To MLIS or not to MLIS, that is the question
Hi! I am a future librarian who will soon need to be applying for grad school. I have done a lot of research about where I would want to apply, and Valdosta State is still the most affordable online option that I am leaning towards. But recently, I have been volunteering a lot at my local library, and I have learned that at least here, they do not require their librarians to have MLIS degrees, as long as their master's degrees are relevant. Our head Children's Librarian has an art history master's, and my volunteer supervisor who is a senior librarian has an English master's. Now I know there is no guarantee that I get a librarian job at this library, what with the state of the library job market, so I am wondering if it would still make the most sense to get the MLIS, or are other libraries leaning in this direction?
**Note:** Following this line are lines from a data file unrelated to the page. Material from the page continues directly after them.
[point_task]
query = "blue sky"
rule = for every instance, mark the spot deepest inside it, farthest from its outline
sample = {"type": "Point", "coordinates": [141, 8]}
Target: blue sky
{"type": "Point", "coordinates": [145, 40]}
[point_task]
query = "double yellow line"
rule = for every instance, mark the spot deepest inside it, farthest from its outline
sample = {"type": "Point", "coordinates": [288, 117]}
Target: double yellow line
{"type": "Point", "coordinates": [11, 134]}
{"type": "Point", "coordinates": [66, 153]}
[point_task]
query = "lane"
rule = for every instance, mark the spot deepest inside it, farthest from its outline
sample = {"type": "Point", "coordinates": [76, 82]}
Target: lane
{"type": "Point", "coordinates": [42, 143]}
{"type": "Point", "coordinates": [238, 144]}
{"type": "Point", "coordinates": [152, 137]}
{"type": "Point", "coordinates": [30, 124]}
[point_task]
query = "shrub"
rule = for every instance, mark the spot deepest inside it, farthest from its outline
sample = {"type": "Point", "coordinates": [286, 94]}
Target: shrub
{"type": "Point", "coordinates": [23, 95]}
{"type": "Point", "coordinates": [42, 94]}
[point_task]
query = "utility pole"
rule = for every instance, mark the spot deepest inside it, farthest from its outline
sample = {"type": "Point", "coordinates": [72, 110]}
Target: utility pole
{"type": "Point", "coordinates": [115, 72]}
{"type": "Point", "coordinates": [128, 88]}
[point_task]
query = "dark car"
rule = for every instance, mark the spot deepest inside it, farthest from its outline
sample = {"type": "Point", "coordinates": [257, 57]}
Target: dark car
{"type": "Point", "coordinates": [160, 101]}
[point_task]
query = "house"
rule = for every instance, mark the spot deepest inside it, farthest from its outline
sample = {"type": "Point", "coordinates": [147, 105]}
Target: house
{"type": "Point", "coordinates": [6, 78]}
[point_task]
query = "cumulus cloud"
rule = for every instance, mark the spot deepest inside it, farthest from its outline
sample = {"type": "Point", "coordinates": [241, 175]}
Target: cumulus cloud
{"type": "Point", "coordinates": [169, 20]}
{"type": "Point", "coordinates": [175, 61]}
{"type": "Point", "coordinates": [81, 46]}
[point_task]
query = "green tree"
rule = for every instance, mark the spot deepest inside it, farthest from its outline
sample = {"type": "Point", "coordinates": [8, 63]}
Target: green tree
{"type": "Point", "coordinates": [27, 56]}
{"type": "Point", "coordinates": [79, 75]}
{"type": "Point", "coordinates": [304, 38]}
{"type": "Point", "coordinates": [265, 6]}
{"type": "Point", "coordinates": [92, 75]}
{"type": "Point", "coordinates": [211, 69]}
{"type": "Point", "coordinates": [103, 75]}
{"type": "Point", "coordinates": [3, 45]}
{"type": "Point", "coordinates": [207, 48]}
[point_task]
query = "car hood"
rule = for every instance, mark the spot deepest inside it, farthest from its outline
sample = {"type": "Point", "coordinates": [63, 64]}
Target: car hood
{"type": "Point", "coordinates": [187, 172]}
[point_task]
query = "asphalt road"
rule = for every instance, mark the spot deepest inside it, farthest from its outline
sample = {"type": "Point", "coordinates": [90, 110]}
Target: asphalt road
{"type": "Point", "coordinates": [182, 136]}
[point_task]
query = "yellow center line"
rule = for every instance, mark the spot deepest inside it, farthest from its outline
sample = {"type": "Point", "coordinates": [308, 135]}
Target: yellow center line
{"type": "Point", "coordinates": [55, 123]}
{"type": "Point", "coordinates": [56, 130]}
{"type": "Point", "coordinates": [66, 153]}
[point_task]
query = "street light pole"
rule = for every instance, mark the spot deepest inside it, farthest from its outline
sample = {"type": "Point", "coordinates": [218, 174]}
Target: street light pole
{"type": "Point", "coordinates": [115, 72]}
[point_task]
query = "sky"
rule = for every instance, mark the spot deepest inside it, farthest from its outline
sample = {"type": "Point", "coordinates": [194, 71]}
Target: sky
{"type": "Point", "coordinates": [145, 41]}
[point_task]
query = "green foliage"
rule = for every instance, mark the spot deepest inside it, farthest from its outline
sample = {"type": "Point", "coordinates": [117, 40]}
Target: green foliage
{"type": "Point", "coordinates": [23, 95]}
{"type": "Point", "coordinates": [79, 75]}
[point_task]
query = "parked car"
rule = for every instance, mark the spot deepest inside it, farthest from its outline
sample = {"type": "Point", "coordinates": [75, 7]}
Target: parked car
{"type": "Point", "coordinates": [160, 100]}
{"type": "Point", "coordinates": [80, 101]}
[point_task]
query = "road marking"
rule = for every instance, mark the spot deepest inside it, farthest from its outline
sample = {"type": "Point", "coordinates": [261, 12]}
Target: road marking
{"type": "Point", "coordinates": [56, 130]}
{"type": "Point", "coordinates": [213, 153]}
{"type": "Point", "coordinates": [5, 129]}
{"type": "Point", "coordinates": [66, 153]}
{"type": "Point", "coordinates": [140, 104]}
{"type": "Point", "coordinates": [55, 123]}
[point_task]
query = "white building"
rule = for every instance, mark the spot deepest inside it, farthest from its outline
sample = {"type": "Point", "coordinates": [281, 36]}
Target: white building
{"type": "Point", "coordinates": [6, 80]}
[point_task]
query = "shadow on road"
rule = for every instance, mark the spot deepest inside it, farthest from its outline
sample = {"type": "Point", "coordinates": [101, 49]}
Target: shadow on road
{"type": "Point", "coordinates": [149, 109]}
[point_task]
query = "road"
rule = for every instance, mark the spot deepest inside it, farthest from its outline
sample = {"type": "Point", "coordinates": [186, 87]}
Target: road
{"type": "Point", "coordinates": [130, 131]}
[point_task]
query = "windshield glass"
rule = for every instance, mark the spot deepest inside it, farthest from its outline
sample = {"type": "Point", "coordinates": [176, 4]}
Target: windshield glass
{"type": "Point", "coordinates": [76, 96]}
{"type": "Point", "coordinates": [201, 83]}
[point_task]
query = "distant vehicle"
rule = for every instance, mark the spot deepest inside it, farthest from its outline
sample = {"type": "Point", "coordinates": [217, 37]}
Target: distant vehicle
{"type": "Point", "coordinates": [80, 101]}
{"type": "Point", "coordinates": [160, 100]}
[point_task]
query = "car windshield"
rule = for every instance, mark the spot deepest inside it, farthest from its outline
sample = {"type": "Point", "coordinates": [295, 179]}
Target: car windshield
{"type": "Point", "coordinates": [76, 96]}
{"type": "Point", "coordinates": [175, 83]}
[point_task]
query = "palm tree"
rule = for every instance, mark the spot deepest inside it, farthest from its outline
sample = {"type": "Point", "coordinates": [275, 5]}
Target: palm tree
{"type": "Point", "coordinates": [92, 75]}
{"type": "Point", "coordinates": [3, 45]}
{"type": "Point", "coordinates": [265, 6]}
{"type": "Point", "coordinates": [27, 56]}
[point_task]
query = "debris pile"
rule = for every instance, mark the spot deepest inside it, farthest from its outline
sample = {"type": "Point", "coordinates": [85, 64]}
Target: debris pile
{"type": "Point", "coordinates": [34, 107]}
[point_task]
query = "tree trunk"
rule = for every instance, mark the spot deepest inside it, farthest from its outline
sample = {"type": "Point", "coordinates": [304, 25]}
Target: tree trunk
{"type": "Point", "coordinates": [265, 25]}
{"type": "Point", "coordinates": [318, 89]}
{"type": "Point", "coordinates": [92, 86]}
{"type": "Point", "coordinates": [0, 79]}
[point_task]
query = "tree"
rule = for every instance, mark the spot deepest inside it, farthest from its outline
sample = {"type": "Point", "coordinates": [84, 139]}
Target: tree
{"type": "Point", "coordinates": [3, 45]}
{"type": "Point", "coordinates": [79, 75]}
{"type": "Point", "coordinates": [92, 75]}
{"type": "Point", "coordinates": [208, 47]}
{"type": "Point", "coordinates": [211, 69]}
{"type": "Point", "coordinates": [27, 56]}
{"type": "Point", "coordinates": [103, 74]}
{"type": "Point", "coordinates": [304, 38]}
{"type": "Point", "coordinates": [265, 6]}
I found an online Interdisciplinary Studies master's program at a school where I would get in-state tuition, and they offer school librarianship and public administration as possible concentrations. They also have creative writing, which is my other interest. (I am someone who struggles to settle down on one thing, so an Interdisciplinary Studies degree is very appealing to me.) So I thought, what if I concentrate in all three of these? In my state, school librarians need to have a teaching license, which would be a whole other thing. Maybe I could just not get the teaching license? There is a big overlap between the classes in MLIS programs and the school librarianship classes that this university offers. I do not know if the program is ALA accredited. I don't think that school library programs need to be. Would that be enough to at least make me interesting to other libraries, despite it not being an MLIS degree? Plus however many years of volunteer work at my local library? I am really stressing over making the right choice.